438 / 600
第二十章 真っ赤な嘘
第424話 碁盤の碁石
しおりを挟む
「不老不死って……。《ウロボロス》も研究していたって話ですけど、実現できるものなんですか?」
「理論上は可能だったヨ」
徐福は座席の背凭れに体重を預け、両腕を組んで言う。
「しかしあくまで理論上。それもアタシの考える理想とはまるで違ウ。理想通りだったのなら技術掻っ攫って独占しようと思ってたのニ、とんだ期待外れネ」
「理想? あと副所長、今さらっと不穏なこと呟きませんでした?」
「お前、もしアメーバの状態でなら永遠を生きられル。と言われたとして、嬉しいと思うカ?」
「いえ全く。てか絶対嫌ですね」
然り気なく話題逸らしたな、とフリーデンが小声で呟いている横で、会話を断片的に聞いていたパラチオンがふとアコニチンに訊ねる。
「あめーば? とは何だ?」
その問いに、アコニチンは笑う事も驚く事もなく、腕時計型電子機器を淡々と操作し、ホログラム画像を投影。そこにうぞうぞと動くスライム状の生き物、アメーバの動画を映した。
「こういう生き物だよ」
「うお、何だこの気持ち悪い汚れは。虫の体液のような……。これが生き物なのか?」
「そうだよ。でも生物の原点はこういう単細胞って話だから、進化って面白いよねぇ」
「たんさいぼう……」
「あんたもう少し生物学の勉強しな」
パラチオンは初めて見るアメーバに、眉間にシワを寄せ露骨に嫌な顔を浮かべる。
アメーバ。不定形でその形を変化し続けながら、他の微生物を摂取し生きる原生生物。またアメーバは老化をしない特徴があり、養分と環境さえ整えられれば無限に細胞分裂を……つまり寿命のない一生を過ごせる。
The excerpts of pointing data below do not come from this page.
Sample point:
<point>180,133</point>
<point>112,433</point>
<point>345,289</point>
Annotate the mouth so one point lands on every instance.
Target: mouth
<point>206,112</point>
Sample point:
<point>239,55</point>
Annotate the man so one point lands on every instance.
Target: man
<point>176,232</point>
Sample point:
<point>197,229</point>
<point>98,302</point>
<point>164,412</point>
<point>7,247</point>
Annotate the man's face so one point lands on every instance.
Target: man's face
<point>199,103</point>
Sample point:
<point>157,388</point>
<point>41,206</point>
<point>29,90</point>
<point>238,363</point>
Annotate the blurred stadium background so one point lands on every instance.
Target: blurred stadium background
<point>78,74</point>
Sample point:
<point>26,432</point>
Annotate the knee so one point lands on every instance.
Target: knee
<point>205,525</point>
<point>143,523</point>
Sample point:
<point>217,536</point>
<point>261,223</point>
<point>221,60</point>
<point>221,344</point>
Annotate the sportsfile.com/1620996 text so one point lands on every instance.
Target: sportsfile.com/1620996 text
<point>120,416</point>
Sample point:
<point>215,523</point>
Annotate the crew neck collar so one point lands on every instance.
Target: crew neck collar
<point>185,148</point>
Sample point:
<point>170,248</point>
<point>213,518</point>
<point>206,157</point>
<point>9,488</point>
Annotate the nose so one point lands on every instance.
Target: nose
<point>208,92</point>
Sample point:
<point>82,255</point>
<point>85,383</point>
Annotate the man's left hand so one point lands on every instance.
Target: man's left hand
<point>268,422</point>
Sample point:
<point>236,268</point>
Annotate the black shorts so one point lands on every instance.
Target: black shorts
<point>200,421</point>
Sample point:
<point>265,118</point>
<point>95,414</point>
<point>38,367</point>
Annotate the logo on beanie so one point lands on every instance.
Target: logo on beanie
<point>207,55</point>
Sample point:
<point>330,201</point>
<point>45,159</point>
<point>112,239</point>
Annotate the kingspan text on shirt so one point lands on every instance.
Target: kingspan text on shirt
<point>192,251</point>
ある種の不老不死。だからとアメーバになりたいと思えないのは、生きているというよりも『命を維持している』に過ぎないからだ。
そこには意思も、知性も、感情も、人格も、成長も、社会も、自己も他人も何もない。
あるのは本能と、反射のみ。
「教祖も考えは同じヨ。だからその解決策として、教団、いや教祖は人間の脳を求めていル。特に『珊瑚』の適合率の高い優秀な脳は垂涎ものダ。……モーズの現状、少しはわかったカ?」
徐福の声は、まるで碁盤を見下ろす棋士のように冷ややかだった。誰か一人の命に価値を置く人間的な感情は、そこにはない。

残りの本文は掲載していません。